Margo W. gave it a3:
Toni Collette is superb, but the film isn't. I think the film would have been better if the two leads had remained friends (a too short and unlikely jump from antagonism to romance), and if the swerve at the end hadn't occurred.

John P. gave it a10:
Undoubtedly one of the most intelligent and sensitive explorations in cultural differences, Japanese Story gently but accurately portrays how two almost opposite persons can share their deepest emotions whether in love or death. An astute glimpse into the nature of love, commitment and death. See it more than once and take away something new and wonderful.

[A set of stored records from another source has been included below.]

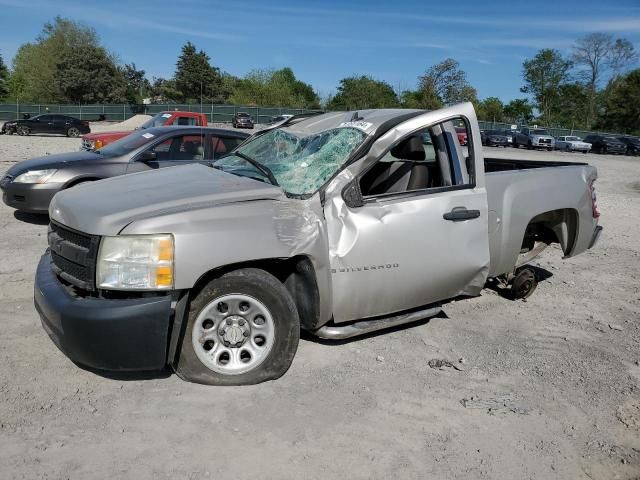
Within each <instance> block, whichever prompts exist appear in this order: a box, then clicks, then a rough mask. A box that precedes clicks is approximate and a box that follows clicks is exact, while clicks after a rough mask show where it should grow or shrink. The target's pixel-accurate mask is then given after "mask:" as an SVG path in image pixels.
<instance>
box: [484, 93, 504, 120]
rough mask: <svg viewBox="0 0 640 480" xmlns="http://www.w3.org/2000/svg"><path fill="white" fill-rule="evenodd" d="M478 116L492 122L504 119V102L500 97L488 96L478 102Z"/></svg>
mask: <svg viewBox="0 0 640 480" xmlns="http://www.w3.org/2000/svg"><path fill="white" fill-rule="evenodd" d="M477 114H478V118H479V119H480V120H487V121H492V122H502V121H503V120H504V104H503V103H502V101H500V99H499V98H498V97H488V98H485V99H484V100H482V101H481V102H479V103H478V109H477Z"/></svg>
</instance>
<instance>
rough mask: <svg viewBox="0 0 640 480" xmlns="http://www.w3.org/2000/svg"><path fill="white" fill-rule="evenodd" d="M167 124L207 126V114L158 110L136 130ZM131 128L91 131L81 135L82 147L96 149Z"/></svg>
mask: <svg viewBox="0 0 640 480" xmlns="http://www.w3.org/2000/svg"><path fill="white" fill-rule="evenodd" d="M163 126H164V127H168V126H185V127H186V126H199V127H206V126H207V116H206V115H205V114H204V113H198V112H179V111H175V112H160V113H158V114H156V115H154V116H153V117H151V118H150V119H149V120H147V121H146V122H144V123H143V124H142V125H140V126H139V127H138V128H137V129H136V130H144V129H146V128H155V127H163ZM131 132H133V130H121V131H117V132H103V133H91V134H89V135H85V136H84V137H82V148H83V149H85V150H98V149H100V148H102V147H104V146H105V145H109V144H110V143H111V142H115V141H116V140H120V139H121V138H123V137H126V136H127V135H129V134H130V133H131Z"/></svg>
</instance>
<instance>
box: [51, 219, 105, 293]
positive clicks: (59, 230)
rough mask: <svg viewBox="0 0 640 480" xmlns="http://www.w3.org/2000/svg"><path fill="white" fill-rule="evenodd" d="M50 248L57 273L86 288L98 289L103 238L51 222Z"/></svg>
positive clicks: (72, 282)
mask: <svg viewBox="0 0 640 480" xmlns="http://www.w3.org/2000/svg"><path fill="white" fill-rule="evenodd" d="M48 237H49V238H48V239H49V248H50V249H51V259H52V267H53V270H54V271H55V273H56V274H57V275H58V276H59V277H60V278H62V279H64V280H66V281H67V282H69V283H71V284H72V285H75V286H76V287H79V288H82V289H84V290H95V269H96V258H97V256H98V246H99V245H100V237H99V236H97V235H88V234H86V233H82V232H78V231H75V230H72V229H70V228H67V227H63V226H62V225H60V224H58V223H55V222H51V223H50V224H49V234H48Z"/></svg>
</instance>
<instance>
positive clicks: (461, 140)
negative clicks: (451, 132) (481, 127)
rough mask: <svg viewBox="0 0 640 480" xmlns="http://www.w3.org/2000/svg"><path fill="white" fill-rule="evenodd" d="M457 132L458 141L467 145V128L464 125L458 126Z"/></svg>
mask: <svg viewBox="0 0 640 480" xmlns="http://www.w3.org/2000/svg"><path fill="white" fill-rule="evenodd" d="M456 133H457V134H458V142H459V143H460V145H466V144H467V143H468V141H469V140H468V138H467V129H466V128H464V127H456Z"/></svg>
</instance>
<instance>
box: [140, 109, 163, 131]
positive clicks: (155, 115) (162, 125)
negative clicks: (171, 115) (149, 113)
mask: <svg viewBox="0 0 640 480" xmlns="http://www.w3.org/2000/svg"><path fill="white" fill-rule="evenodd" d="M168 118H171V114H170V113H166V112H162V113H158V114H157V115H154V116H153V117H151V118H150V119H149V120H147V121H146V122H144V123H143V124H142V125H140V127H139V128H142V129H144V128H153V127H161V126H163V125H164V123H165V122H166V121H167V119H168Z"/></svg>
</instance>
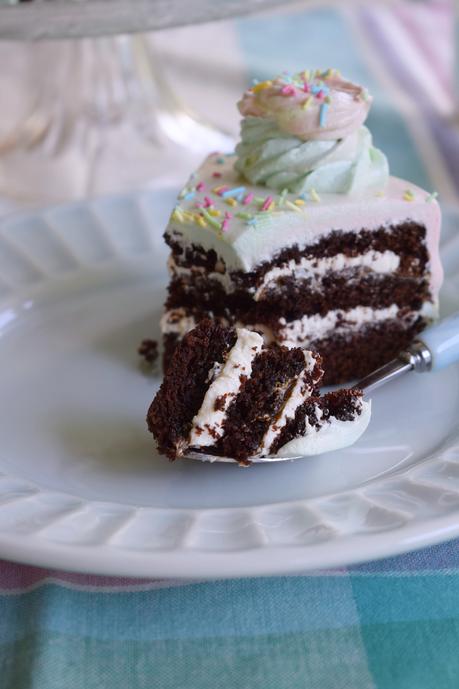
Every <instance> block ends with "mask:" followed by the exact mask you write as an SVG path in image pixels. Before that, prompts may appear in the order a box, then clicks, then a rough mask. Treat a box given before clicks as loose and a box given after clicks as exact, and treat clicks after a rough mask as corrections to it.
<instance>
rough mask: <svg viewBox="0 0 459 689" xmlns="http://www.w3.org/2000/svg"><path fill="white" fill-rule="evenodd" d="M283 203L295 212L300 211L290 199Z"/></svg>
mask: <svg viewBox="0 0 459 689" xmlns="http://www.w3.org/2000/svg"><path fill="white" fill-rule="evenodd" d="M285 205H286V206H287V208H290V210H292V211H295V213H302V211H300V209H299V208H298V206H295V204H294V203H292V202H291V201H288V200H287V201H286V202H285Z"/></svg>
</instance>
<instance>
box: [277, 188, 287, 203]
mask: <svg viewBox="0 0 459 689" xmlns="http://www.w3.org/2000/svg"><path fill="white" fill-rule="evenodd" d="M287 194H288V189H282V191H281V193H280V196H279V201H278V202H277V203H278V205H279V206H283V205H284V203H285V199H286V196H287Z"/></svg>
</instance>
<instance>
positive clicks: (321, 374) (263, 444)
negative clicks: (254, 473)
mask: <svg viewBox="0 0 459 689" xmlns="http://www.w3.org/2000/svg"><path fill="white" fill-rule="evenodd" d="M303 354H304V363H305V372H306V373H309V374H310V373H311V372H312V371H313V370H314V368H315V366H316V364H317V360H316V357H315V356H314V355H313V353H312V352H310V351H308V350H304V352H303ZM321 377H322V370H321V369H319V370H318V373H317V377H316V379H315V380H314V385H316V384H317V383H318V382H319V380H320V378H321ZM313 390H314V387H313V386H312V385H310V384H309V383H307V382H306V381H305V379H304V375H302V376H299V377H298V379H297V381H296V383H295V385H294V386H293V388H292V390H291V391H290V394H289V395H288V396H287V398H286V399H285V400H284V404H283V407H282V409H281V411H280V414H278V416H277V418H276V419H274V421H273V422H272V423H271V425H270V426H269V428H268V430H267V431H266V433H265V435H264V436H263V439H262V441H261V443H260V447H259V448H258V452H257V454H258V455H259V456H261V457H262V456H263V455H267V454H269V451H270V449H271V447H272V445H273V443H274V441H275V440H276V438H277V437H278V436H279V434H280V433H281V432H282V430H283V429H284V427H285V426H286V424H287V423H288V422H289V421H290V420H291V419H293V418H294V417H295V414H296V411H297V409H298V407H300V406H301V405H302V404H303V403H304V402H306V400H307V399H308V398H309V397H311V394H312V393H313Z"/></svg>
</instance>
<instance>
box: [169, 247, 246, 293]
mask: <svg viewBox="0 0 459 689" xmlns="http://www.w3.org/2000/svg"><path fill="white" fill-rule="evenodd" d="M167 267H168V269H169V273H170V274H171V275H174V276H178V277H186V278H191V277H192V276H198V277H202V278H205V279H206V280H215V281H216V282H219V283H220V284H221V285H223V287H224V289H225V292H227V293H228V294H229V293H230V292H234V290H235V285H234V282H233V281H232V279H231V276H230V275H229V273H227V272H225V273H218V272H217V271H214V272H211V273H209V272H208V271H207V270H206V269H205V268H204V267H203V266H193V267H192V268H185V267H184V266H179V265H178V263H177V262H176V261H175V259H174V257H173V256H172V255H171V256H169V258H168V261H167Z"/></svg>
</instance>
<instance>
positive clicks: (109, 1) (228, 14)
mask: <svg viewBox="0 0 459 689" xmlns="http://www.w3.org/2000/svg"><path fill="white" fill-rule="evenodd" d="M281 4H286V3H285V2H284V3H283V2H282V0H31V2H14V0H0V39H27V40H31V39H32V40H36V39H44V38H82V37H89V36H93V37H95V36H106V35H113V34H120V33H132V32H139V31H150V30H155V31H157V30H158V29H169V28H172V27H175V26H185V25H189V24H197V23H200V22H211V21H214V20H216V19H224V18H228V17H233V16H236V15H243V14H249V13H251V12H256V11H257V10H261V9H266V8H269V7H275V6H276V5H281Z"/></svg>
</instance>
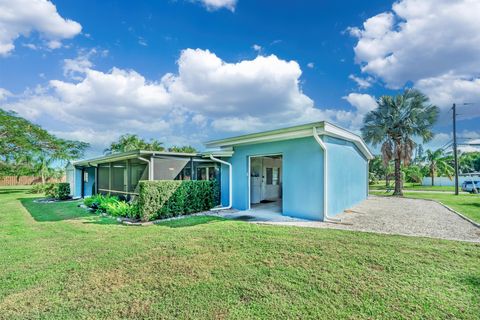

Breathtaking, stunning and heartful. A hidden gem!

Craig S gave it a9:
Slow paced, and deliberately so. This film is beautiful yet unrelentingly sad. I must be getting soppy in my old age, because it left me blubbering like an infant. Not bad for a 30 year old cynic.

Ty S. gave it a 4:
I really wanted to enjoy this movie but it left me empty . I love anything in the Australian desert as it is an amazing part of the world but this movie lost me once the two started to get intimate. It jumped far too many gaps in too short a time and then that scene at the waterhole ?? What the ?? Not my kind of movie I guess as it was just too boring and far fetched. Ty.

Scazz A. gave it a 9:
What a powerful story, simply told in the enigmatic Australian Desert.

Stephen S. gave it a 6:
Since PJ Hogan’s Aussie hit “Muriel’s Wedding” gave her a lift, Toni Collette has gone from strength to strength, scoring good roles with prominent American directors. She’s the only name actor that Sue Brooks, also an Australian, uses here. As a true local, not seeking to curry favour in the international market, Brooks gets the laconic Australian speech and manner right. Her story is that of a hard-bitten female geologist who falls for the uptight Japanese she’s squiring around the northwest of Australia. In Australian movies, going to the outback is often an indication that the director lacks ideas. While the outback cinematography is a great strength of “Japanese Story”, it is also true that the desert is used as a character in its own right to paper over limitations in the story. Brooks’ confident, but portentous, directorial style is a little rich for the one-trick script. Which doesn’t do enough to establish Collette as a professional geologist, or to convince us of her sudden shift from contempt for her companion to concupiscence. Which doesn’t really nail the presumed point of the movie – that the honorable Japanese is undergoing considerable personal growth while hanging out in the Kimberleys. Patriotic Australian critics salivated over this one, but a more objective summary for the American audience would be “tolerable for an Australian film”. But we’re grateful that Brooks did not use the ubiquitous Nicole Kidman as the Aussie geologist.

TC-fan gave it an 8:
Toni Collette gives an incredibly moving performance in this film - maybe her best, which is saying something.